Blog
Rio Tinto and Nippon Steel agree big cut in iron ore prices
26th May 2009
Annual contract prices thrashed out between the world’s biggest iron ore producers and the giant steel companies who are the biggest users of the commodity provide a window on a bi-lateral monopoly situation which pitches a monopoly supplier with a monopsonistic buyer. The balance of negotiating power in the market sends the contracted price higher or lower demanding on changing supply and demand conditions.
So the news that Rio Tinto’s subsidiary Hammersley Iron has agreed a 33 per cent cut in the annual contract price for iron ore with Japan’s Nippon Steel and with it brought an end to over five years of sustained increases in world iron ore prices is significant.
The Financial Times reports that the lower contract price is the result of a weakening in the pace of industrialisation and urbanisation in the world’s emerging market economies and an economic collapse in Japan. Japan is Rio Tinto’s second biggest iron ore market, taking 50 million tonnes, versus China’s 100 million tonnes; the company says it produced a total of 175 million tonnes of iron ore last year.

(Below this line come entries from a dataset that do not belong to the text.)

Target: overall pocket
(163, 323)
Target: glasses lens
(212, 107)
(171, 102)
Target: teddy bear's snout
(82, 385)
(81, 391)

“The sharp drop in demand for steel amid the global economic downturn has forced Rio to accept lower prices for its iron ore. China has in recent months pushed for a 40-50 per cent cut, while Rio had been hoping for reductions of closer to 20 per cent.”
Contracts for 2010 will be influenced by the shape of any recovery in the world economy and also by the impact of huge infrastructural spending in many countries. China plans to increase imports of copper, iron ore and aluminium to support the Beijing government’s enormous spending on new infrastructure.